Ensure that your role and responsibilities are clearly defined in the contract to avoid scope creep (being asked to do more than you’re being paid for) or confusion about job expectations. If the job description is vague, request more clarification before signing.
As a fixed-term employee, you’re entitled to annual leave, sick leave, and other basic entitlements. Be sure to understand your leave rights and consider negotiating for additional leave, especially if your contract is for a longer duration.
Some fixed-term contracts include a probation period, which allows both the employee and employer to evaluate the fit. This period might be shorter than the probationary period for permanent employees, so it’s essential to understand the expectations and performance evaluations during this time.

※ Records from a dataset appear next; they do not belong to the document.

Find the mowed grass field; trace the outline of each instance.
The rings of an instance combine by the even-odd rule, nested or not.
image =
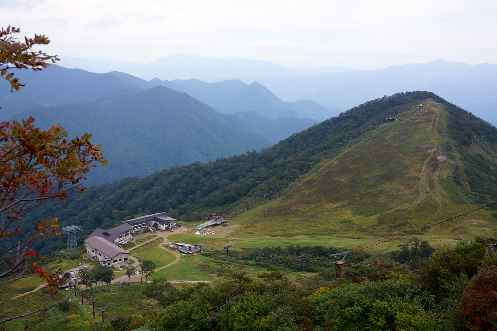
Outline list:
[[[136,254],[135,256],[141,260],[154,261],[156,267],[168,265],[176,258],[174,254],[160,247],[153,247]]]
[[[149,278],[164,278],[167,280],[213,280],[214,277],[198,266],[200,259],[203,257],[199,255],[183,256],[177,263],[156,271]]]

Understand the conditions under which the employer can terminate the contract early. Unless both parties agree or there is a breach of contract, the employer can’t fire you without cause. Familiarize yourself with the termination clauses to avoid any surprises.
Fixed-term employees often don’t receive the same benefits as permanent staff. However, some companies offer benefits such as wellness programs, healthcare discounts, or work-from-home allowances. Make sure you check your contract to know exactly what’s included.
It’s possible to transition from a fixed-term contract to a permanent one, but there are several factors to consider:
Employers may offer permanent employment based on your performance during the contract period and your compatibility with the company culture. If you’ve proven yourself, it can be a natural transition.
The decision to offer permanent employment often depends on the employer's long-term needs. If they’re satisfied with your performance but only need temporary help, they may be reluctant to extend an offer.
If you’ve been on a fixed-term contract for a while, discuss the possibility of transitioning to permanent employment before your contract ends. Some employers may be open to converting your contract, while others may prefer to renew your existing contract.
When evaluating fixed-term contracts, consider the benefits, such as flexibility and diverse work experience, as well as the drawbacks like job insecurity and limited career growth. Be sure to read and understand all the details in the contract to ensure it meets your expectations and protects your rights.
Understanding your legal rights and obligations is essential for navigating fixed-term contracts. Whether transitioning to a permanent role or moving to a new contract, knowing your options and negotiating terms upfront can help ensure a smooth and rewarding employment experience.
Fixed-term employees are entitled to the same basic rights as permanent employees, including wages, annual leave, and protection against unfair dismissal. Specific rights may vary based on your award or contract agreement.
Yes, employees can leave a fixed-term contract, but they must fulfill the terms, including any notice periods, or negotiate with the employer. Breaking the contract early without proper notice could lead to legal consequences.
Yes, some employers may offer permanent employment after a fixed-term contract ends, but this is not guaranteed. It depends on the company’s needs and the employee's performance.
When a fixed-term contract ends, the employer must either offer a permanent role or another fixed-term contract. Fixed-term contracts cannot last more than two years, and they cannot be renewed more than once.
Fixed-term contracts may be terminated early if there is a cause, breach of contract, or mutual agreement between the parties. If terminated early without cause, the employee may be entitled to compensation or leave.